La défense est un autre domaine régalien où traditionnellement se confrontent les intérêts communautaires, avec les défenseurs de la composante marine au nord, ceux des chasseurs ardennais au sud, et c’est à peine une blague. La Vivaldi, avec ses deux casernes du futur soigneusement disséminées des deux côtés de la frontière linguistique –une près de chez Paul Magnette, l’autre près de chez Alexander De Croo–, avait voulu sur ce point atteindre un très traditionnel compromis. L’attention particulière aux nouvelles technologies de la Défense –les drones notablement, avec les investissements qu’y promet l’Arizona, intéresse directement les très avancées entreprises belges de ce domaine, qui sont toutes flamandes. Il faudra que s’y retrouve aussi une industrie wallonne de l’armement qui, elle, fabrique des produits un peu plus classiques, mais certainement pas moins pourvoyeurs d’emploi… La diplomatie de la Belgique, qui peut encourager à la signature de certains contrats, ou au contraire les décourager, pourra à cet égard être envisagée avec des lunettes à régionalisation variable.
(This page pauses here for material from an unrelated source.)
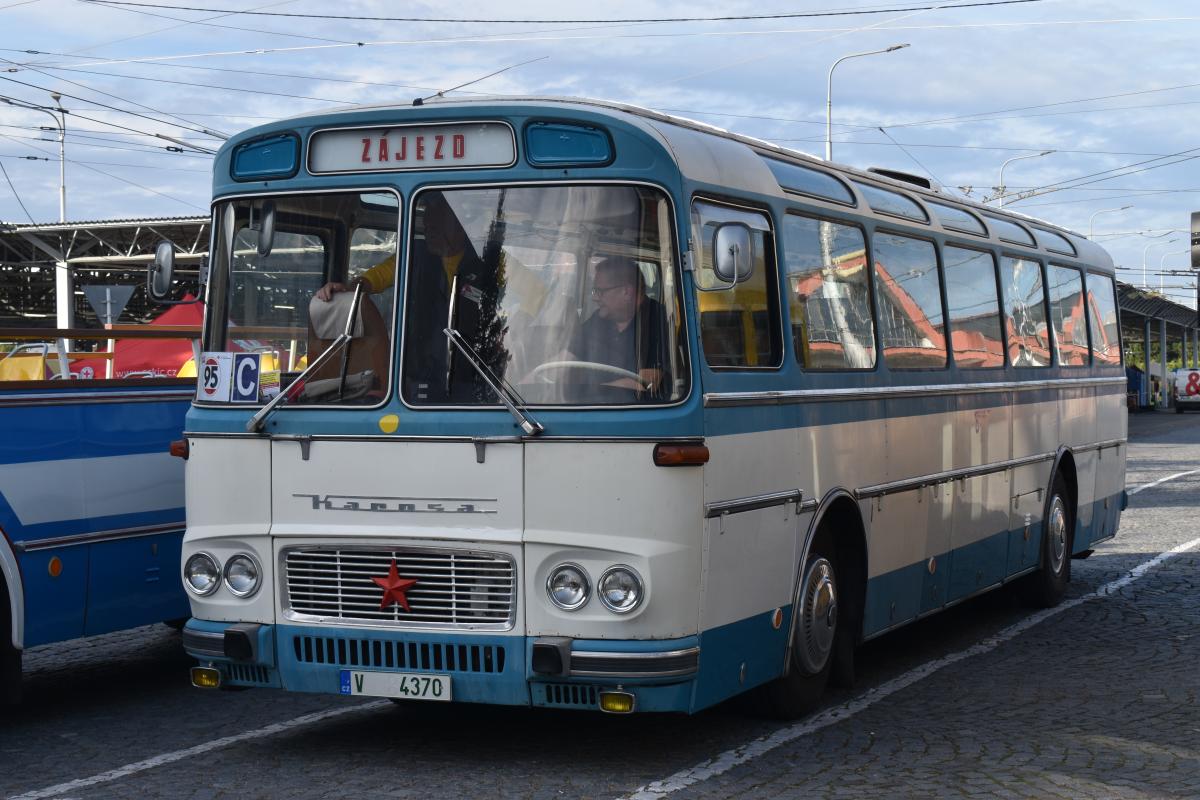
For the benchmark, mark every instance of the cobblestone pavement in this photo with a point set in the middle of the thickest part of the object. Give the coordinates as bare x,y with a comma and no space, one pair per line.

En énergie, compétence elle aussi largement régionalisée, les besoins diffèrent et certaines aspirations aussi. C’est ainsi que la norme énergétique réclamée par la Fédération des entreprises de Belgique (FEB) et portée par David Clarinval, vice-Premier ministre de la Vivaldi et principal négociateur réformateur de l’Arizona, a été refusée sous la Vivaldi, et qu’il espère la faire passer sous l’Arizona. Elle vise à plafonner les prix de l’énergie pour les entreprises les plus énergivores, dont les tarifs énergétiques seraient ramenés à ceux des pays voisins, sur le modèle de la norme salariale. Selon certains calculs, elle coûterait quelques centaines de millions à la Belgique, mais ne profiterait à 95% qu’à des entreprises flamandes, spécialement la sidérurgie maritime d’ArcelorMittal. Les négociateurs flamands de l’Arizona, de manière compréhensible, ont accueilli la revendication plus favorablement que les partis francophones de la Vivaldi.
C’est ainsi que, parfois, le drapeau communautaire est baissé par les uns sans même que les autres aient tenté de cacher le leur.